This is a terrifically exciting follow-up to a disc released by BIS in 2008, recorded at the same venue and with the same orchestra-conductor team as here (CD-1578, review). Two of the works on that well-received album, The Flight of Icarus and Channel Firing, were even of the same 1990s vintage. In fact, there is a good reason for that: as Pickard reveals in the notes: they form a sea-themed trilogy with Sea-Change. That being so, it is rather surprising that BIS did not record and present the three together, coupling the Trombone Concerto (The Spindle of Necessity) from that album instead with the Piano Concerto and Tenebrae.
 
Nevertheless, the three works that have been brought together make for a programme that is full of energy and colour. Sea-Change is the most accessible, having been written for a student orchestra. The title refers to the tide-like currents that are layered into the score. The insistent cross-rhythms running throughout the work lead to an electrifying final few minutes that sound like a blend of Ravel's Boléro, Shostakovich's 'invasion march' from the Leningrad Symphony and the notorious snare drum attack in the first movement of Nielsen's Fifth Symphony.
 
Written a decade later, the Piano Concerto is decidedly more ambitious and virtuosic in scope, yet with its occasional jazz rhythms and graphic, essentially tonal idiom, the work could - and should - take its place in any concert programme of twentieth-century music.
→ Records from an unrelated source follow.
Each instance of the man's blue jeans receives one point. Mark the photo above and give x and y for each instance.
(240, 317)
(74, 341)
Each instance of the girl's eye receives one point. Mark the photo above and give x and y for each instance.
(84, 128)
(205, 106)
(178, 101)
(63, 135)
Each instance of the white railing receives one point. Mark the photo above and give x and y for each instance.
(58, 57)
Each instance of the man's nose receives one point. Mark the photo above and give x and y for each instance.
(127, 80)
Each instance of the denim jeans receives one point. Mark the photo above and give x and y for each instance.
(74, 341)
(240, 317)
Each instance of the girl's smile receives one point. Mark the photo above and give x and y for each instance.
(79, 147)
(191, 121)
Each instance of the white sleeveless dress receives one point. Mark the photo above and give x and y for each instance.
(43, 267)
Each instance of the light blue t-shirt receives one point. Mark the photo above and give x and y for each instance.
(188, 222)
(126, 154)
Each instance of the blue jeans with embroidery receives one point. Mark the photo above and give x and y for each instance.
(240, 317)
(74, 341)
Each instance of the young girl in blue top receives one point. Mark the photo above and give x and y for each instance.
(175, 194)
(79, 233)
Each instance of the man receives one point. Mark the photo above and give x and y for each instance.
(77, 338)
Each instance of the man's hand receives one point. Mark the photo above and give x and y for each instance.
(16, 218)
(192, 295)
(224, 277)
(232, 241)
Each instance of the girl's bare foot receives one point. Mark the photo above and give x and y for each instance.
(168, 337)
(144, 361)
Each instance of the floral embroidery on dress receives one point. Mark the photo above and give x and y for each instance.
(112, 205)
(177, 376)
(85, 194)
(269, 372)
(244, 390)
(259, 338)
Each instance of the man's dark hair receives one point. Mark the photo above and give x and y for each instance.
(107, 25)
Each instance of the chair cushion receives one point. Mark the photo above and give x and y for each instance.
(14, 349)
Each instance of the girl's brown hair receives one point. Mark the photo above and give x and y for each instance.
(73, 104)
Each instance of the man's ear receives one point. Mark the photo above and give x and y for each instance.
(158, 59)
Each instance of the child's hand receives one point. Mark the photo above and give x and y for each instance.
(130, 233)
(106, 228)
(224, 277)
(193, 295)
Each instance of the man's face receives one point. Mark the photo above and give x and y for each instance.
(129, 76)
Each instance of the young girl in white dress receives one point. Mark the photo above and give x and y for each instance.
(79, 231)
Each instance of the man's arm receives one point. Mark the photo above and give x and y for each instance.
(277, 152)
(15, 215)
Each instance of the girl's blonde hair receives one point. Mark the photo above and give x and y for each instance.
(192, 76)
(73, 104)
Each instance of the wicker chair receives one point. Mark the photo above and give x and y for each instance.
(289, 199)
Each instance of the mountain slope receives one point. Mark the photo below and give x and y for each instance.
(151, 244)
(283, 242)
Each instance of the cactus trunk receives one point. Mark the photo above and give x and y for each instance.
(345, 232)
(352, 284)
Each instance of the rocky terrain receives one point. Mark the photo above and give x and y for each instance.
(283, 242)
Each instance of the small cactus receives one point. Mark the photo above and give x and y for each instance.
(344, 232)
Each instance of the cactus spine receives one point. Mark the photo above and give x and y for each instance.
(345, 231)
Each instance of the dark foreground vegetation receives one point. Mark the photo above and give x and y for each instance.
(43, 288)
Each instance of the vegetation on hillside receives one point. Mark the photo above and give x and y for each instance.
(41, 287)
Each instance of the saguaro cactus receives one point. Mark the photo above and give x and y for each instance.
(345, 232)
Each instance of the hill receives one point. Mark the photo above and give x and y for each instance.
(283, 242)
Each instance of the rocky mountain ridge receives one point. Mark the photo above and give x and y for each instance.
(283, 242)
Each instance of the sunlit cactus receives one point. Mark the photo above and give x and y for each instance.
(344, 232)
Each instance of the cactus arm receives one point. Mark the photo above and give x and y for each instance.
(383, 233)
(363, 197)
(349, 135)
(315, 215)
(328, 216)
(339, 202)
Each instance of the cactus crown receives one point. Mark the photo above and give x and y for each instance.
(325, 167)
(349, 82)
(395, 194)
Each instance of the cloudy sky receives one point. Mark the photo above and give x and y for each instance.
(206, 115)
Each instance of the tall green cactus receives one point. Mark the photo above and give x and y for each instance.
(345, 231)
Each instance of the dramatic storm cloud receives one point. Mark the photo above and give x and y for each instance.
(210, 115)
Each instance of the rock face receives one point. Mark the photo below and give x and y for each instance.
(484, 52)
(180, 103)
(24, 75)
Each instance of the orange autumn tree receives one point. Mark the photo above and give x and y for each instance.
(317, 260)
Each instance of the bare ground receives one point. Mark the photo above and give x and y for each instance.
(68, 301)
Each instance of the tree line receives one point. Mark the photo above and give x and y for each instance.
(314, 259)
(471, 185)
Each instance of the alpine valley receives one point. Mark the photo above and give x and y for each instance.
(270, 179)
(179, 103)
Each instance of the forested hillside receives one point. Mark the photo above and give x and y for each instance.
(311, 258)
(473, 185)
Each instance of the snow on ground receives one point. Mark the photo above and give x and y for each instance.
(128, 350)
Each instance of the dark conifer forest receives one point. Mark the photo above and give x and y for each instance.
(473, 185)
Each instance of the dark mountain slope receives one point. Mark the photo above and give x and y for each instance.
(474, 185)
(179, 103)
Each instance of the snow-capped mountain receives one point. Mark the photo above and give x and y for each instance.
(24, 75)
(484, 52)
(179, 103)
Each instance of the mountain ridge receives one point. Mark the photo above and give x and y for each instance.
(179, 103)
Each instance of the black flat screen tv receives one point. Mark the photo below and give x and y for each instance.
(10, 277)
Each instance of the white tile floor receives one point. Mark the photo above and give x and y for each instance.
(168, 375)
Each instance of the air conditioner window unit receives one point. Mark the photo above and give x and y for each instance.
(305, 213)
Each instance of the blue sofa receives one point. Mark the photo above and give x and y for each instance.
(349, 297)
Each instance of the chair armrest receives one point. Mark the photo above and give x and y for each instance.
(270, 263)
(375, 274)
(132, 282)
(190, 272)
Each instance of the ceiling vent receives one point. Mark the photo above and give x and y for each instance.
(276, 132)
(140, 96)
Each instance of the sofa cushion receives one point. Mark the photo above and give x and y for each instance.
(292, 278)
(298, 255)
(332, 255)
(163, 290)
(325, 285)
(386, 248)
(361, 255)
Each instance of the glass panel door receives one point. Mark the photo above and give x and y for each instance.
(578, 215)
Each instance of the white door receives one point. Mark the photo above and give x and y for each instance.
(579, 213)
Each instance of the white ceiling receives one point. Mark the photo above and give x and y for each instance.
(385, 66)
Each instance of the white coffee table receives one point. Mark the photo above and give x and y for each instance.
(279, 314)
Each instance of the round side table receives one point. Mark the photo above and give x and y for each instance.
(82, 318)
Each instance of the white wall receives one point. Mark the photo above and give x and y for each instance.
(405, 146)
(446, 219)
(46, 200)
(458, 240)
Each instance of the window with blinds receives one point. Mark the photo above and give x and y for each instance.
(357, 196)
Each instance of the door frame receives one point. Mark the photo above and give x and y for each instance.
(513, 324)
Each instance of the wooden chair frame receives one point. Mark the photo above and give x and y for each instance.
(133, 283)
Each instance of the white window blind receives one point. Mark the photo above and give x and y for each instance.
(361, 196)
The slow, swirling, reflective central section prevaricates perhaps slightly too long, but Pickard's amazing ability to say things in new ways, without ever resorting to gimmickry, concertinas any longueurs, and the half-hour whizzes by. Frederik Ullén is excellent, but so too are the orchestra. The Norrköping Symphony and Martyn Brabbins may not sound like a guaranteed-knockout team, but here, as on the earlier Pickard disc, they have the technique, the muscle and the insight to make this a recording to cherish, especially with BIS's fine audio, which has plenty of width, depth and internal detail.
 
Much the most recent work from either BIS disc is Tenebrae, which gives the present album its title. Tenebrae is 25 minutes of deep orchestral tessitura punctuated by tumultuous crescendos that probably place it outside the comfort zone of those with more traditional musical tastes. The work received its UK premiere earlier this year in fact, with Brabbins conducting the BBC National Orchestra of Wales. Some listeners may have been lucky enough to hear that performance a few days later on BBC Radio 3. As the title suggests, Tenebrae is a twilit work and it is here that Pickard's affinity with Scandinavian orchestral music is most obvious. Tenebrae goes back to Sibelius, but it is Kalevi Aho, Sibelius's symphonic heir, who is most frequently brought to mind. Like much of Aho's orchestral corpus, Tenebrae is a loury, visceral masterpiece.
 
The booklet has notes by Pickard himself, detailed and well written, the occasional statement of the obvious aside: "the orchestra - who work together very much as a team throughout." Translations into German and French are supplied as usual. One real curiosity here: the small print ascribes copyright of the innocent-looking front cover text to Pickard. Have composers hit upon an ingenious way to actually earn some money from recordings?
 
Elsewhere, some of Pickard's equally excellent chamber music has recently become available on monographs from Toccata Classics (TOCC 0150) and Dutton (CDLX 7117, review), as well as a brass band behemoth on Doyen (DOY CD188, review).